Netanyahu getta la spugna, per il governo tocca a Gantz

L' expremier di Israele Benyamin Netanyahu (sinistra) con il presidente Reuven Rivlin (destra). (Radio AJI)

TEL AVIV. – Compleanno amaro per Benyamin Netanyahu: nel giorno del suo 70esimo anniversario, il premier israeliano ha annunciato di aver rimesso il mandato di formare il nuovo governo nelle mani del presidente Reuven Rivlin. É la seconda volta in sei mesi che gli accade: la prima dopo le elezioni dello scorso aprile, la seconda dopo quelle di settembre passato.

Uno smacco – per il premier più longevo premier nella storia di Israele, compreso il padre della patria Ben Gurion – reso ancora più duro dall’annuncio che Rivlin intende affidare l’incarico, il più presto possibile, proprio a Benny Gantz, leader del partito centrista Blu-Bianco, suo acerrimo avversario nelle due ultime competizioni elettorali.

Al termine della festa religiosa di Simchat Torah, Netanyahu ha affidato ad un video postato su Facebook l’annuncio che avrebbe rinunciato al suo obiettivo. Con due giorni di anticipo sui 28 previsti dalla legge, in scadenza mercoledì sera.

Nel messaggio Netanyahu ha sottolineato “di aver lavorato senza sosta da quando ha ricevuto il mandato per formare un largo governo di unità nazionale. Questo è quello che il popolo vuole”. Ma, ha aggiunto attaccando il suo rivale, gli sforzi per “portare Benny Gantz al tavolo negoziale e prevenire un’altra elezione” sono falliti visto che il suo partito Blu-Bianco “ha sempre rifiutato”.

La mossa, che apre nuovi scenari nella politica israeliana, era tuttavia nell’aria da tempo e non è certo un fulmine a ciel sereno. La certezza si è avuta lo scorso 17 ottobre, quando Gantz ha respinto l’ultima avance di Netanyahu, in affanno anche per la possibile incriminazione per la quale è imminente la decisione dell’Avvocato generale Avichai Mandelblit.

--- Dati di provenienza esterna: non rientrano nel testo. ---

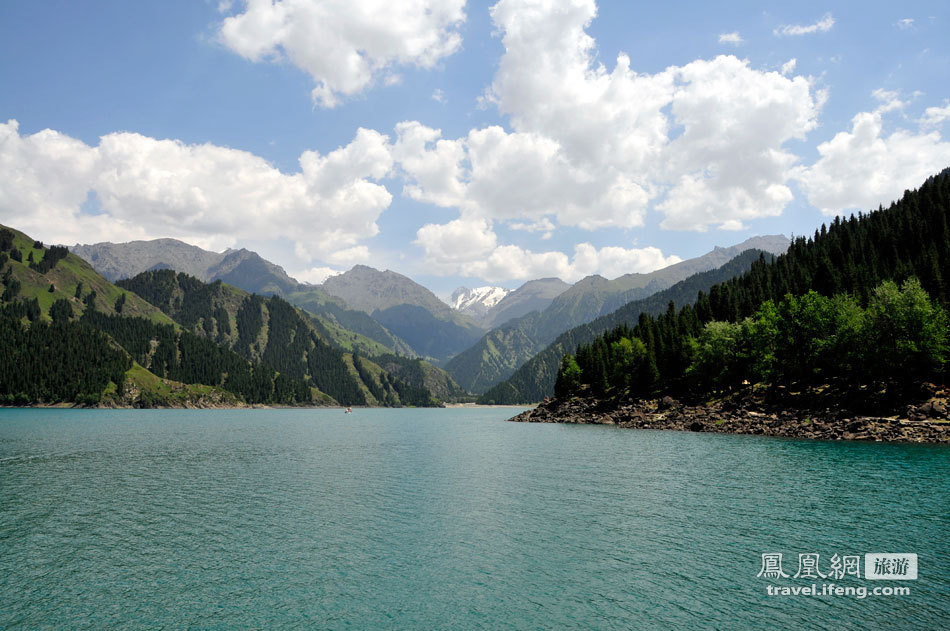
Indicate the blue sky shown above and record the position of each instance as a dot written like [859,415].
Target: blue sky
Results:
[464,143]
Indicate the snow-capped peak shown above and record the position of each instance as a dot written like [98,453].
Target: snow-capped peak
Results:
[478,299]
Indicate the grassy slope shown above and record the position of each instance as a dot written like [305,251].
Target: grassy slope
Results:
[143,387]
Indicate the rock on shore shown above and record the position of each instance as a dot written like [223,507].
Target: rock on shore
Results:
[925,423]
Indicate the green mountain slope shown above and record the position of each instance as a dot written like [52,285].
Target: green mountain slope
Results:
[535,379]
[47,355]
[501,351]
[406,309]
[858,311]
[349,329]
[269,330]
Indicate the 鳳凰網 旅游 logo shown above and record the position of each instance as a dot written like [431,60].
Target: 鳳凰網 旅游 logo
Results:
[883,566]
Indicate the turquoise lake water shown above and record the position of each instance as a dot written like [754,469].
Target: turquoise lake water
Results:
[449,519]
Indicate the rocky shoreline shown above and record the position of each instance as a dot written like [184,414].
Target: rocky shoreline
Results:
[926,422]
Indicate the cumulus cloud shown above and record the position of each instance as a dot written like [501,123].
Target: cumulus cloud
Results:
[935,116]
[344,44]
[593,147]
[862,168]
[148,188]
[449,247]
[730,38]
[821,26]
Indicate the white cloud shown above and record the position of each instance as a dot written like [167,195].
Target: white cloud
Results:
[890,100]
[449,246]
[344,44]
[512,262]
[150,188]
[863,168]
[821,26]
[543,225]
[730,38]
[934,116]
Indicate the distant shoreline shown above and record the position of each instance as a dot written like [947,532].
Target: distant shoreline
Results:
[923,423]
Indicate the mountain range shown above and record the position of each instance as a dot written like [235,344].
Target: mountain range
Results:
[167,338]
[481,338]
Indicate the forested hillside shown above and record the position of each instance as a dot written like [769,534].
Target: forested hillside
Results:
[860,303]
[502,350]
[71,336]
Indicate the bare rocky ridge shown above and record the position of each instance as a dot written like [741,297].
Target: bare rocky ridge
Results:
[926,421]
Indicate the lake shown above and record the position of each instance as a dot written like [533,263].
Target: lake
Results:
[452,519]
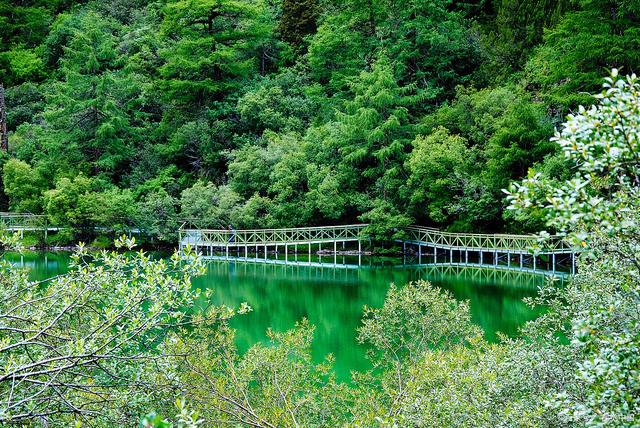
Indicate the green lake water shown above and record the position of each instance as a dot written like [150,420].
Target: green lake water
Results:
[332,297]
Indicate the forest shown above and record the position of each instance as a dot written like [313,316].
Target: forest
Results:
[466,115]
[277,113]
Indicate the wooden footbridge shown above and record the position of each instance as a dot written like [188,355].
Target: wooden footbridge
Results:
[427,244]
[25,222]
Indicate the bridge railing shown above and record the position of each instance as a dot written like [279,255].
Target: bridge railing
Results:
[222,237]
[22,221]
[479,241]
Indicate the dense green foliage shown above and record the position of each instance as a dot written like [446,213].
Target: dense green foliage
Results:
[294,112]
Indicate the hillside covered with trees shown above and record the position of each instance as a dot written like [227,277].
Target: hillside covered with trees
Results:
[264,113]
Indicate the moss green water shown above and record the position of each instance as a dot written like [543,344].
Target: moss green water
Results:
[332,298]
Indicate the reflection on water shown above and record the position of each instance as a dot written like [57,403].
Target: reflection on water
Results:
[332,296]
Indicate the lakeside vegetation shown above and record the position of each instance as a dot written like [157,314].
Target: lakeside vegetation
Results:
[269,113]
[294,113]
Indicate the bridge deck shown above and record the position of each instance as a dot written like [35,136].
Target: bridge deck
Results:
[423,236]
[271,237]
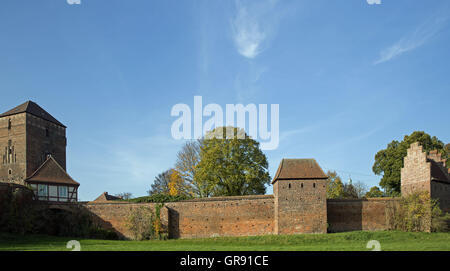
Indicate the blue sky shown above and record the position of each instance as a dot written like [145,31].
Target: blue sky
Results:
[348,77]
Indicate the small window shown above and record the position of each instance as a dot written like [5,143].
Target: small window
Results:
[63,192]
[42,190]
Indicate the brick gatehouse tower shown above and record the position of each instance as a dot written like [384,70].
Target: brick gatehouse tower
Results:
[33,152]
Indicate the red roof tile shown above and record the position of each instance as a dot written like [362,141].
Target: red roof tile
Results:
[33,109]
[51,172]
[299,169]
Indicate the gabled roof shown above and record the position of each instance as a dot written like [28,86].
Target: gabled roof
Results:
[51,172]
[106,197]
[290,169]
[33,109]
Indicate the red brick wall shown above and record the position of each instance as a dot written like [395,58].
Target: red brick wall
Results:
[359,214]
[17,136]
[301,206]
[225,216]
[415,174]
[114,215]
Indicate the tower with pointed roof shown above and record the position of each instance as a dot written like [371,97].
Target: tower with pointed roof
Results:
[300,194]
[33,151]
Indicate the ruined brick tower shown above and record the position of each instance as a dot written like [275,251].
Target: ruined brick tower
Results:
[426,172]
[300,196]
[33,151]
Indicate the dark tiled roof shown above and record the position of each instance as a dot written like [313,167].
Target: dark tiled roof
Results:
[33,109]
[106,197]
[299,169]
[51,172]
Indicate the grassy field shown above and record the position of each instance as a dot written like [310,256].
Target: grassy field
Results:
[350,241]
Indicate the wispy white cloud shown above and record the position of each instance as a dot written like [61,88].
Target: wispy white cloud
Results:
[413,40]
[253,25]
[318,125]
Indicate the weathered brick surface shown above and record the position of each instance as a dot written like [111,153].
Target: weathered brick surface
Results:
[25,144]
[416,172]
[300,206]
[416,175]
[13,149]
[357,214]
[114,215]
[231,216]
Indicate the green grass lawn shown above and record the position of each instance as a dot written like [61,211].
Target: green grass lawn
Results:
[357,240]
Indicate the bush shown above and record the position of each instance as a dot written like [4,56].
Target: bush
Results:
[145,224]
[416,212]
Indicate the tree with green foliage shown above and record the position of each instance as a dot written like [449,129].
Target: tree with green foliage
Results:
[231,164]
[187,160]
[161,183]
[374,192]
[389,161]
[335,187]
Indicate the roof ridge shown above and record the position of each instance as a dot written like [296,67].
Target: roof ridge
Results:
[49,159]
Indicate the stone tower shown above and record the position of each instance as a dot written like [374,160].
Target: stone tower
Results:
[28,135]
[300,192]
[426,172]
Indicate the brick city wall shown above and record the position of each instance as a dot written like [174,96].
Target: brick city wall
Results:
[240,216]
[301,206]
[357,214]
[114,215]
[224,216]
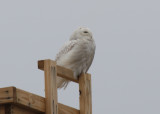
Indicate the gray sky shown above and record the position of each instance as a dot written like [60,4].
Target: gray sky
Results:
[126,68]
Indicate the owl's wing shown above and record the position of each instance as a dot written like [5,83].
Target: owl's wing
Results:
[66,48]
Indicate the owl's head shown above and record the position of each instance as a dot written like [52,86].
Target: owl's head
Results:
[80,33]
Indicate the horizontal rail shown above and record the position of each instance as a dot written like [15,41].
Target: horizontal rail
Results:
[61,71]
[28,100]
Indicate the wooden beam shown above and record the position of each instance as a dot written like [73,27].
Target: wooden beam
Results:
[61,71]
[85,94]
[2,109]
[63,109]
[6,95]
[50,87]
[29,101]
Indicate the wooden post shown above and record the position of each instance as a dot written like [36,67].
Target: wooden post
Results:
[85,94]
[2,109]
[50,71]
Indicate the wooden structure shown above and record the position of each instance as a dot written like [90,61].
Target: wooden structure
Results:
[16,101]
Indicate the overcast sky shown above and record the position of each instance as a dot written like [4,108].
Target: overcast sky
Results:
[126,68]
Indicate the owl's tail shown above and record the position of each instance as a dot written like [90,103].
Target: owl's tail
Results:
[62,83]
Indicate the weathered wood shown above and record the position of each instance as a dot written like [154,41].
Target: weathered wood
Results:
[61,71]
[30,100]
[85,94]
[2,109]
[63,109]
[19,110]
[6,95]
[50,87]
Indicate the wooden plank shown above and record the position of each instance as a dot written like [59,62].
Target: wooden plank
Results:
[61,71]
[85,94]
[50,87]
[6,95]
[2,109]
[19,110]
[30,100]
[63,109]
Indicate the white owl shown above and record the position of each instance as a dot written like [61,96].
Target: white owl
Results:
[77,54]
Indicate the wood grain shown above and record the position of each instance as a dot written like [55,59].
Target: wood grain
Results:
[63,109]
[2,109]
[6,95]
[30,100]
[50,87]
[85,94]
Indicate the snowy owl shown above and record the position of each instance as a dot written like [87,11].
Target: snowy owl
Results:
[77,54]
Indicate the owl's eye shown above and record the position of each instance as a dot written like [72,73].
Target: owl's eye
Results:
[85,31]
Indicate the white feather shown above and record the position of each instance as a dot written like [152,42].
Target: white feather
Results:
[77,54]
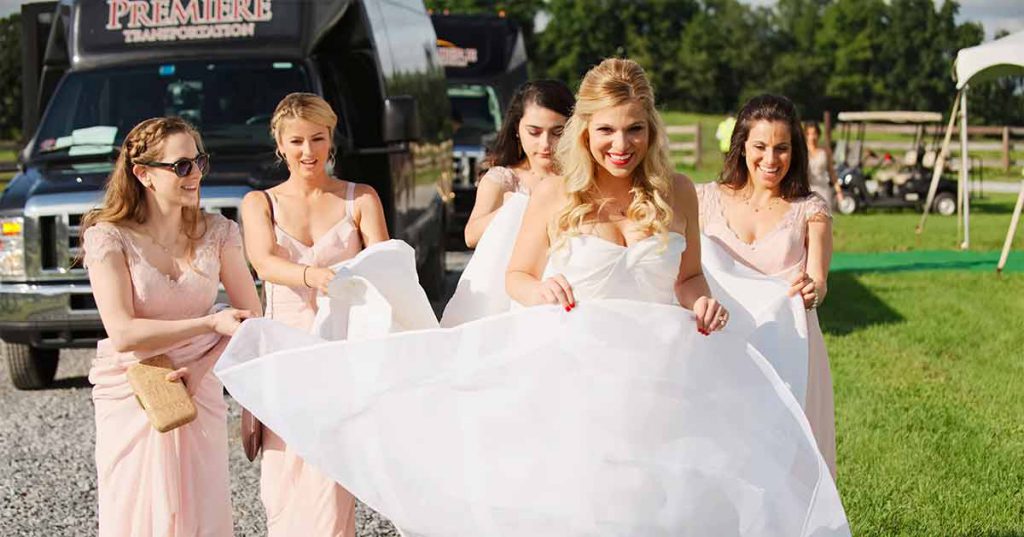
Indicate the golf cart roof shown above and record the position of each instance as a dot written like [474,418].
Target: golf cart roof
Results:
[891,117]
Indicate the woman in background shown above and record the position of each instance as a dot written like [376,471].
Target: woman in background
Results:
[156,261]
[294,233]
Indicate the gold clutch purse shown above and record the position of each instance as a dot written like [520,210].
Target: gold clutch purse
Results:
[167,404]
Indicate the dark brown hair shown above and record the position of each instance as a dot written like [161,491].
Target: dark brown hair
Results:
[550,94]
[768,108]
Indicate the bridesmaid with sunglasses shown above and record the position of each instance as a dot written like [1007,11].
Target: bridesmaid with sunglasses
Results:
[156,260]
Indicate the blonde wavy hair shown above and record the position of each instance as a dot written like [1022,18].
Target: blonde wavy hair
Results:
[125,198]
[612,83]
[309,107]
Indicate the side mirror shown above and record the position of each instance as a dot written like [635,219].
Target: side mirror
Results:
[401,119]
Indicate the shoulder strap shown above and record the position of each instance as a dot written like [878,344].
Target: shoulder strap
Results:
[350,200]
[269,202]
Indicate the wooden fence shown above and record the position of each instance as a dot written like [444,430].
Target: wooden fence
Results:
[11,165]
[687,150]
[1000,148]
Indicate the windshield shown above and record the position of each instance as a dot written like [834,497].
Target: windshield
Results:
[230,102]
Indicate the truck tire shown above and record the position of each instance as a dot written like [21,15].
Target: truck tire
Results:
[432,276]
[30,368]
[944,204]
[849,205]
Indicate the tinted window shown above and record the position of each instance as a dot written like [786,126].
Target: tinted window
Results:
[229,101]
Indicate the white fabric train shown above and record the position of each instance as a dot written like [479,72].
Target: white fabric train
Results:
[615,419]
[481,287]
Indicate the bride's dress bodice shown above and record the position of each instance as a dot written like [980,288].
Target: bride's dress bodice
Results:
[644,271]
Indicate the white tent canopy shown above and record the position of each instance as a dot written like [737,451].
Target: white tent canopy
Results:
[1001,57]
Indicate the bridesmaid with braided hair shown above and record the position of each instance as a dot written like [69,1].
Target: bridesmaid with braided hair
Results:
[156,261]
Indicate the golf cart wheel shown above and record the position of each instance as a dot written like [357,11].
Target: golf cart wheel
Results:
[848,205]
[944,204]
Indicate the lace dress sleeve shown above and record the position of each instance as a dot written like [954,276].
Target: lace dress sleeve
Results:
[231,239]
[223,234]
[816,209]
[503,176]
[100,241]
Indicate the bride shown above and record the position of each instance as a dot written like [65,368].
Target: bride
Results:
[614,413]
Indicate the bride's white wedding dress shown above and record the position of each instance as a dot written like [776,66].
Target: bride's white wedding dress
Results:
[617,418]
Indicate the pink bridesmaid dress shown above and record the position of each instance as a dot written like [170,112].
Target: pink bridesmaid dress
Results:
[173,484]
[783,253]
[300,501]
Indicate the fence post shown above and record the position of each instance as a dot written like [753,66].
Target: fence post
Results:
[1006,149]
[696,146]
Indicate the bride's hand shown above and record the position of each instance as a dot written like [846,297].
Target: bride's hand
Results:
[556,290]
[808,290]
[711,316]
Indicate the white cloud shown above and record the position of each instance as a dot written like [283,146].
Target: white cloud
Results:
[11,6]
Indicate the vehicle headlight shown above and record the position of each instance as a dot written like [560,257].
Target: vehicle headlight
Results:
[12,247]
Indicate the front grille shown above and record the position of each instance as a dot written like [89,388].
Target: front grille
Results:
[60,245]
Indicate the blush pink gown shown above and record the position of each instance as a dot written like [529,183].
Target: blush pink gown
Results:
[300,501]
[173,484]
[783,253]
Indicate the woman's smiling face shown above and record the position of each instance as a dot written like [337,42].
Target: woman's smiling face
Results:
[620,137]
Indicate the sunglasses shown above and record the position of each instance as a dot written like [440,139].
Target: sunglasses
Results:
[182,167]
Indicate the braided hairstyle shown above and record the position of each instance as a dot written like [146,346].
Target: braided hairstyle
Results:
[125,198]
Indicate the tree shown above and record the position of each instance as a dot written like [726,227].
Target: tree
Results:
[581,34]
[522,11]
[10,77]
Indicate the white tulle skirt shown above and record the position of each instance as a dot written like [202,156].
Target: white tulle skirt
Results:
[480,291]
[615,419]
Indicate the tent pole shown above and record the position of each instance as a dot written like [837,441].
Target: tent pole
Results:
[965,173]
[940,165]
[1012,230]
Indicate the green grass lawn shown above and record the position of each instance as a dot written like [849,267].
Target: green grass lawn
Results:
[929,376]
[712,157]
[6,156]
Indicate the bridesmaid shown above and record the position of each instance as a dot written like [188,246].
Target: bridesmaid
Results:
[820,174]
[762,211]
[155,262]
[294,233]
[523,153]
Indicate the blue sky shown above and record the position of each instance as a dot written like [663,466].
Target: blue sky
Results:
[994,14]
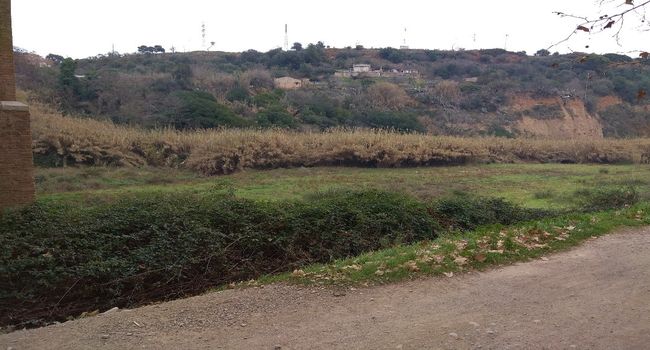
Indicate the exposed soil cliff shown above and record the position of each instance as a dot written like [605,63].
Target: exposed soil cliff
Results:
[565,118]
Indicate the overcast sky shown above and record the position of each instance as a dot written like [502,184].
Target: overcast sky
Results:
[82,28]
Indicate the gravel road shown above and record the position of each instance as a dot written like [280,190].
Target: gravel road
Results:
[596,296]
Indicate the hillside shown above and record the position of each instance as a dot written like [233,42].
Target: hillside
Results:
[486,92]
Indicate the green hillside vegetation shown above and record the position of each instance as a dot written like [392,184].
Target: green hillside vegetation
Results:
[441,92]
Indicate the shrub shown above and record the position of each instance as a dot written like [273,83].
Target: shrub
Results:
[466,212]
[199,109]
[62,260]
[276,116]
[605,199]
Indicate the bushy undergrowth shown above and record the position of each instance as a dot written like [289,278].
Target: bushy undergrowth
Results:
[64,140]
[601,199]
[59,260]
[465,212]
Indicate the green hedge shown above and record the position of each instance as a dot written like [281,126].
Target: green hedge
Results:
[61,260]
[58,260]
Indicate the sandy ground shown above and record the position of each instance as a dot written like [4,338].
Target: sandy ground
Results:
[596,296]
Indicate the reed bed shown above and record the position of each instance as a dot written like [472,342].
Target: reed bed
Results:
[71,140]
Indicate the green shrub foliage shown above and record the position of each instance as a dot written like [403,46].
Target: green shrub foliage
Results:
[61,260]
[464,212]
[58,261]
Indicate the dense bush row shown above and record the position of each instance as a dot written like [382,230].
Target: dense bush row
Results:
[63,260]
[59,260]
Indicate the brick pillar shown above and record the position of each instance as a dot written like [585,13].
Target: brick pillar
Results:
[7,73]
[16,163]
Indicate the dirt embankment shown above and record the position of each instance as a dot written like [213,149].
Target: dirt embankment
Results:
[594,297]
[571,121]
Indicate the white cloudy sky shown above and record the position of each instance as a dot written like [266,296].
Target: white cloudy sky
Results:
[82,28]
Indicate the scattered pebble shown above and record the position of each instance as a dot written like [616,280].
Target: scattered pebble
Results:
[110,311]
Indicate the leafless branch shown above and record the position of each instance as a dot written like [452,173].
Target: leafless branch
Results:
[604,22]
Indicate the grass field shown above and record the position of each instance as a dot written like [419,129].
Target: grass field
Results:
[532,185]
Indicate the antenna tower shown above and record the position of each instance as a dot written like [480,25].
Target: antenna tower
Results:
[286,37]
[404,46]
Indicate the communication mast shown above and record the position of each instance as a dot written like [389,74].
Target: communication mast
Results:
[404,46]
[286,37]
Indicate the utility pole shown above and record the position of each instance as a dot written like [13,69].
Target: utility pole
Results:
[16,162]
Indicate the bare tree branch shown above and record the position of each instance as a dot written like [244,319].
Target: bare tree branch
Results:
[604,22]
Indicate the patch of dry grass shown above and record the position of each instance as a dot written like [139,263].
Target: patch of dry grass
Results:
[71,140]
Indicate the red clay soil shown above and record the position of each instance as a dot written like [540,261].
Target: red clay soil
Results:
[596,296]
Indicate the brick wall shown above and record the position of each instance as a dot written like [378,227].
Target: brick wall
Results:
[7,78]
[16,164]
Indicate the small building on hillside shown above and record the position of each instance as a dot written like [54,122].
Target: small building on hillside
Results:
[287,83]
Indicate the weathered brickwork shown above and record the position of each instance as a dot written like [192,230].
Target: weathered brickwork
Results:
[7,76]
[16,165]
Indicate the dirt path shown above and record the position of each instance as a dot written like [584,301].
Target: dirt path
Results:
[596,296]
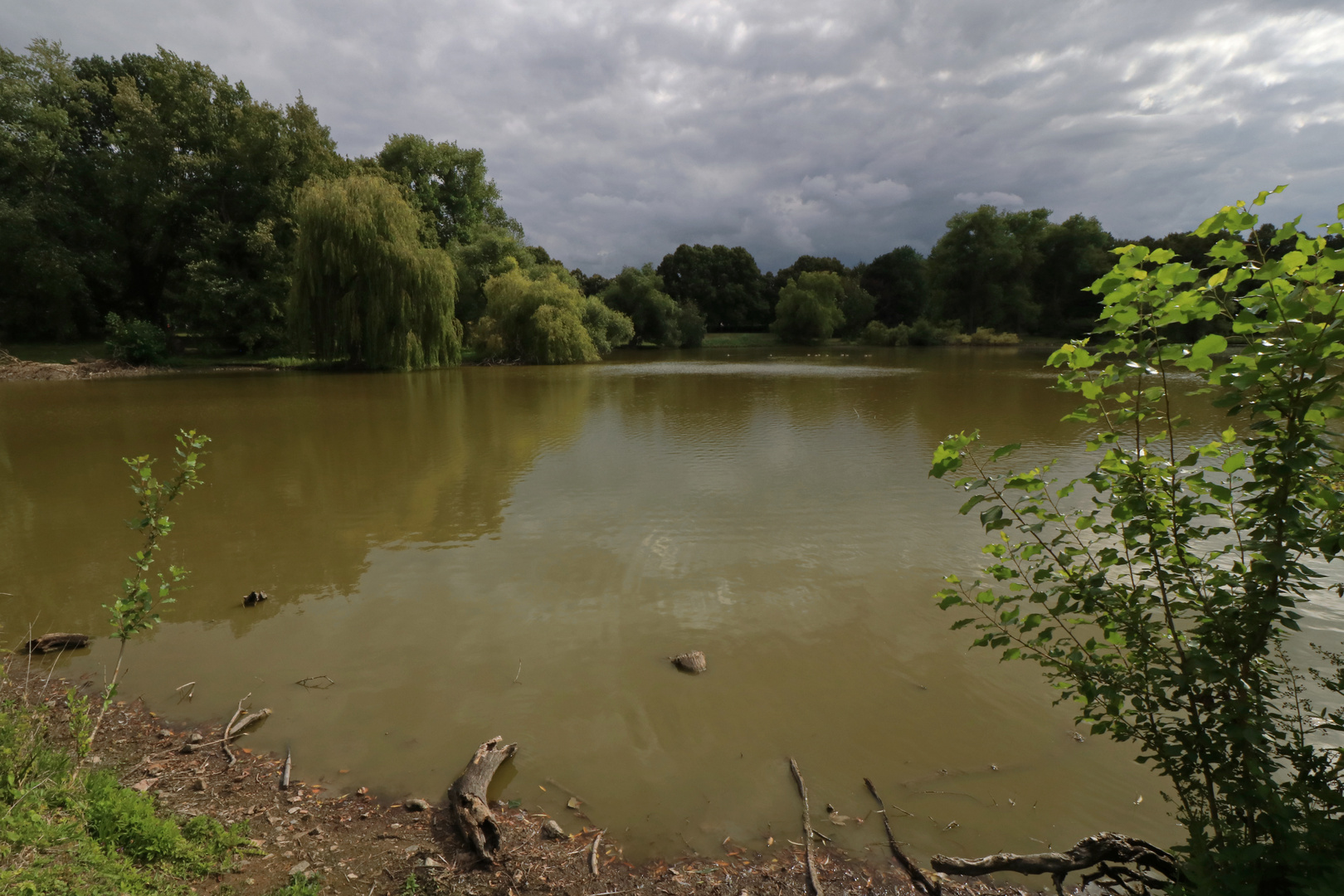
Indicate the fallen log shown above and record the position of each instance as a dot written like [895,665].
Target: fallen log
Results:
[693,663]
[813,880]
[1086,853]
[917,876]
[56,641]
[468,804]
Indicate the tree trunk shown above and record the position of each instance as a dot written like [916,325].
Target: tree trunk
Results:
[468,804]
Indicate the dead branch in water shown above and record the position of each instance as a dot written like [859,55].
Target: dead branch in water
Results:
[813,880]
[229,727]
[917,876]
[597,841]
[1086,853]
[56,641]
[247,722]
[466,800]
[327,679]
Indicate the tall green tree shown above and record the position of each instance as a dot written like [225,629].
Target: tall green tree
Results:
[808,310]
[637,293]
[364,288]
[449,186]
[724,284]
[51,256]
[491,253]
[899,285]
[1073,254]
[981,269]
[546,321]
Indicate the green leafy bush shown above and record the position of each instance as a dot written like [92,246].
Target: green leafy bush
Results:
[136,342]
[1163,602]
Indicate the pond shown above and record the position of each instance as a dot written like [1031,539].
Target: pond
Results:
[518,551]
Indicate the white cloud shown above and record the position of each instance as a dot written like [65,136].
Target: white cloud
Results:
[1001,201]
[619,128]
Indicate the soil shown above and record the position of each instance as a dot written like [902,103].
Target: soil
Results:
[14,368]
[357,844]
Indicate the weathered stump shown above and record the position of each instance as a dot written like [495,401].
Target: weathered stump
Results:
[468,804]
[693,663]
[56,641]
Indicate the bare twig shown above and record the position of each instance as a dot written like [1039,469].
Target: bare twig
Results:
[813,880]
[917,876]
[229,727]
[327,679]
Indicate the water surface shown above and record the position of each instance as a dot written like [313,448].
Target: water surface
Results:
[518,551]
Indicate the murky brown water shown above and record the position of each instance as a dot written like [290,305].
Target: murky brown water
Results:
[422,535]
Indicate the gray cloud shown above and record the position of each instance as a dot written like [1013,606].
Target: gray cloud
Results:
[617,130]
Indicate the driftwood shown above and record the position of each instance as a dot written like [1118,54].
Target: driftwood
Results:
[1086,853]
[813,880]
[693,663]
[917,876]
[56,641]
[247,722]
[468,804]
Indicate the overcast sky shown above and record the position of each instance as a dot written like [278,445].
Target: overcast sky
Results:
[617,130]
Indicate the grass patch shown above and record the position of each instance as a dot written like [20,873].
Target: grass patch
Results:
[65,833]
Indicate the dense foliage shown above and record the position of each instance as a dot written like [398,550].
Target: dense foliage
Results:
[810,308]
[1159,590]
[546,321]
[637,293]
[724,284]
[366,290]
[152,188]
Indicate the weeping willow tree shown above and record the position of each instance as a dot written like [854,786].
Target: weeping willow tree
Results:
[546,321]
[364,288]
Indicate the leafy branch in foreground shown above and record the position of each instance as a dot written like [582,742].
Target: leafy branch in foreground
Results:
[1159,589]
[138,607]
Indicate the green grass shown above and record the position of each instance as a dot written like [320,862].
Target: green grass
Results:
[65,833]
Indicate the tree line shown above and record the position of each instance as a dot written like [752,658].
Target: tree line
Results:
[147,197]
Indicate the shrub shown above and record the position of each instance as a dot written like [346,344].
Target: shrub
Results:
[1160,601]
[136,342]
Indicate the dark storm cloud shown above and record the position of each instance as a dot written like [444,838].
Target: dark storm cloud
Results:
[617,130]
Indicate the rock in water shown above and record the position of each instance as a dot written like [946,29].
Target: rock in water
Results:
[693,661]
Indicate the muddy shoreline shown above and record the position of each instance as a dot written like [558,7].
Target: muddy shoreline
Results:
[357,843]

La proposta – senza specificare se vi fosse un’alternanza con Gantz nella premiership – era l’ingresso di Blu-Bianco in “un largo governo di unità nazionale” con il Likud e i partiti religiosi su una piattaforma politica condivisa.

Con tre punti, a giudizio del premier, qualificanti: le crescenti sfide di sicurezza, lo status quo intatto per un anno sullo spinoso tema del rapporto  stato-religione e la richiesta di “una posizione unica” sul Piano di pace del presidente Trump e sull’annessione della Valle del Giordano.

La risposta di Gantz è stata secca e immediata: mai con Netanyahu. Il fronte anti premier di Gantz è stato rafforzato dal caparbio rifiuto, per ben due volte, di Avigdor Lieberman, leader nazionalista di destra ma laico, di appoggiare in qualsiasi forma Netanyahu.

Rivlin ha detto che affiderà al più presto, entro 72 ore, l’incarico a Gantz, che è leader del partito che ha avuto più seggi (33) nel voto di settembre. Ma questo non lo mette al riparo da una strada anche per lui in salita, visti i numeri scarsi per una possibile coalizione.

Blu-Bianco si è comunque detto determinato “a formare un governo liberale di unità nazionale” e a voltare pagina. Una delle possibilità ventilate – che Netanyahu ha denunciato con forza – è quella di un governo di minoranza composto da Blu-Bianco, dai laburisti e da ‘Campo democratico’ (in tutto 44 seggi), appoggiato dall’esterno dai voti di Lieberman e dalla Lista Araba Unita.

Un obiettivo, secondo molti analisti, complesso. Se fallisse anche Gantz, Rivlin potrebbe affidare l’incarico ad uno dei deputati della Knesset in grado di mettere insieme 61 seggi. In caso contrario, e non è l’ipotesi più improbabile, si tornerebbe al voto: per la terza volta in meno di un anno.